[cfe-dev] Spurious register spill with volatile function argument
Michael Clark via cfe-dev
cfe-dev at lists.llvm.org
Sat Mar 26 22:57:55 PDT 2016
Seems I had misused volatile. I removed ‘volatile’ from the function argument on test_0 and it prevented the spill through the stack.
I added volatile because I was trying to avoid the compiler optimising away the call to test_0 (as it has no side effects) but it appeared that volatile was unnecessary and was a misuse of volatile (intended to indicate storage may change outside of the control of the compiler). However it is an interesting case… as a register arguments don’t have storage.

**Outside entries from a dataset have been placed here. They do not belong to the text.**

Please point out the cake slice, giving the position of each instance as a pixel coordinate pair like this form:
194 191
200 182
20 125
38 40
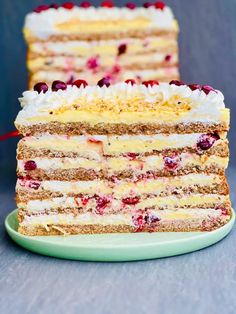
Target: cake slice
68 41
122 158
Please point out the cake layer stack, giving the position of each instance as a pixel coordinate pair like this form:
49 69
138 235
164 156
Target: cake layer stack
122 158
70 41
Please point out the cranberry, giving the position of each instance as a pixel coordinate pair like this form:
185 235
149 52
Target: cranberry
147 4
122 49
56 85
150 83
68 5
41 8
34 185
171 162
207 89
85 4
104 81
80 83
41 87
102 203
130 5
176 82
160 5
194 86
54 6
168 58
92 63
131 200
130 81
30 165
207 140
107 4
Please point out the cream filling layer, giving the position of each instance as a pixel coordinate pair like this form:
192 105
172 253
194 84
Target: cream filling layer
115 145
169 202
117 164
126 188
118 219
73 63
103 47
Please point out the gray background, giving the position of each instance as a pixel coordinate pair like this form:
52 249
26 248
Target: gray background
201 282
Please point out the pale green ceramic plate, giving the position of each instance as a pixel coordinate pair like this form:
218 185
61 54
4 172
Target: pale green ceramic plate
117 247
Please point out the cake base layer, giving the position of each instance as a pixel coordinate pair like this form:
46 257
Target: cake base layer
174 226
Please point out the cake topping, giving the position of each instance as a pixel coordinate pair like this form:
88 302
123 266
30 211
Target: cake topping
68 5
176 82
80 83
160 5
207 140
107 4
41 87
85 4
150 83
104 81
56 85
30 165
130 5
122 49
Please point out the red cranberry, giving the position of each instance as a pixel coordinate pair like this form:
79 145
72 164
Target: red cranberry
147 4
92 63
41 8
207 89
207 140
104 81
194 86
150 83
176 82
131 200
85 4
56 85
68 5
80 83
130 5
41 87
168 58
160 5
171 162
34 185
54 6
107 4
130 81
122 49
30 165
102 203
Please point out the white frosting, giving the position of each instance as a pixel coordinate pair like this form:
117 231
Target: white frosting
43 24
206 106
117 219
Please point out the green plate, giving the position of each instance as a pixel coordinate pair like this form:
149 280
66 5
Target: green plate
116 247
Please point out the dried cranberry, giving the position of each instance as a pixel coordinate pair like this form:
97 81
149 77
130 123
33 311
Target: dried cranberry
131 200
80 83
30 165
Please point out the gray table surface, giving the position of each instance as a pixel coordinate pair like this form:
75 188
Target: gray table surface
199 282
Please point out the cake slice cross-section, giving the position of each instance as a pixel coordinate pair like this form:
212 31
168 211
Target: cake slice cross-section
70 41
122 158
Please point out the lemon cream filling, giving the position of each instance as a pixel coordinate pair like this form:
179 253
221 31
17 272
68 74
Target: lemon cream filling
118 219
141 164
123 188
114 145
105 48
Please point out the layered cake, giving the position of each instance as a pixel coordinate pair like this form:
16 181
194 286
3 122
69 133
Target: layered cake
122 158
68 41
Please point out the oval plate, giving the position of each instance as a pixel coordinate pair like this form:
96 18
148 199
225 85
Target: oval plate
116 247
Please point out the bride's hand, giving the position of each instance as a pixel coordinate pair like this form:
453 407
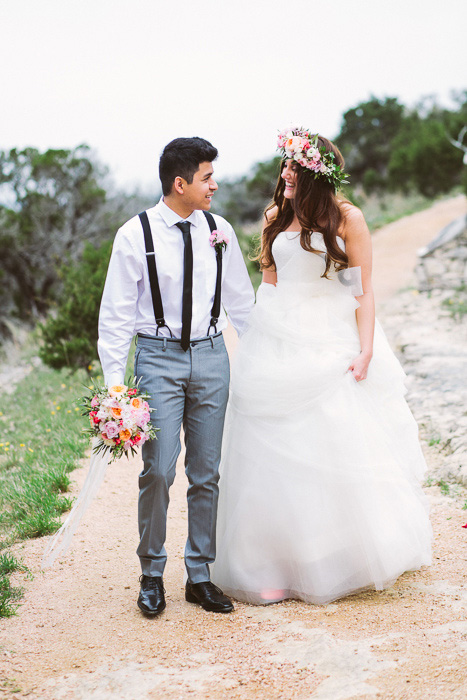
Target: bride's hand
359 366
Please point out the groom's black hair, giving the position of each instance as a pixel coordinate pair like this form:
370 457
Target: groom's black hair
181 158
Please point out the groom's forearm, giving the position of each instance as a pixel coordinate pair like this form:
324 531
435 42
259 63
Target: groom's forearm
118 312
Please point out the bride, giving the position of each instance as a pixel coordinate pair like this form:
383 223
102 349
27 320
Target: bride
320 490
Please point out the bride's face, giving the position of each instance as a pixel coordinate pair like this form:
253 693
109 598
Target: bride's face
289 174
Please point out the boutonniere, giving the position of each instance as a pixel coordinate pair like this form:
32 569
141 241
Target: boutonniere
218 240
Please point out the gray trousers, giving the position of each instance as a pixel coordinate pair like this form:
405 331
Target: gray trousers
189 388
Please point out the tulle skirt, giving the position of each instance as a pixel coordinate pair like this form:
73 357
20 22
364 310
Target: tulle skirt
320 490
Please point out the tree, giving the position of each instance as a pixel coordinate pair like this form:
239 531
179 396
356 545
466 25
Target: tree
422 157
365 139
70 332
51 204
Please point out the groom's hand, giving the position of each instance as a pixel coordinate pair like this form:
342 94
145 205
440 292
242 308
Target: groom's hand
359 366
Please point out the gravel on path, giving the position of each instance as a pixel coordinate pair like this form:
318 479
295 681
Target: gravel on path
79 634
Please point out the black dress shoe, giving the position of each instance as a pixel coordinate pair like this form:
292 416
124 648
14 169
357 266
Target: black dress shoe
151 599
209 596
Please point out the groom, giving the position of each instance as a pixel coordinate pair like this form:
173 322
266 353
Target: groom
167 282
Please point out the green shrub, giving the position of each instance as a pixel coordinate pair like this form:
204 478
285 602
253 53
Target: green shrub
70 333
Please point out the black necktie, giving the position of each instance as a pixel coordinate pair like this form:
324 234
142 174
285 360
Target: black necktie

GCC, Clang folk, any ideas on why there is a stack spill for a volatile register argument passed in esi? Does volatile force the argument to have storage allocated on the stack? Is this a corner case in the C standard? This argument in the x86_64 calling convention only has a register, so technically it can’t change outside the control of the C "virtual machine” so volatile has a vague meaning here. This seems to be a case of interpreting the C standard in such a was as to make sure that a volatile argument “can be changed” outside the control of the C "virtual machine” by explicitly giving it a storage location on the stack. I think volatile scalar arguments are a special case and that the volatile type label shouldn’t widen the scope beyond the register unless it actually *needs* storage to spill. This is not a volatile stack scoped variable unless the C standard interprets ABI register parameters as actually having ‘storage’ so this is questionable… Maybe I should have gotten a warning… or the volatile type qualifier on a scalar register argument should have been ignored…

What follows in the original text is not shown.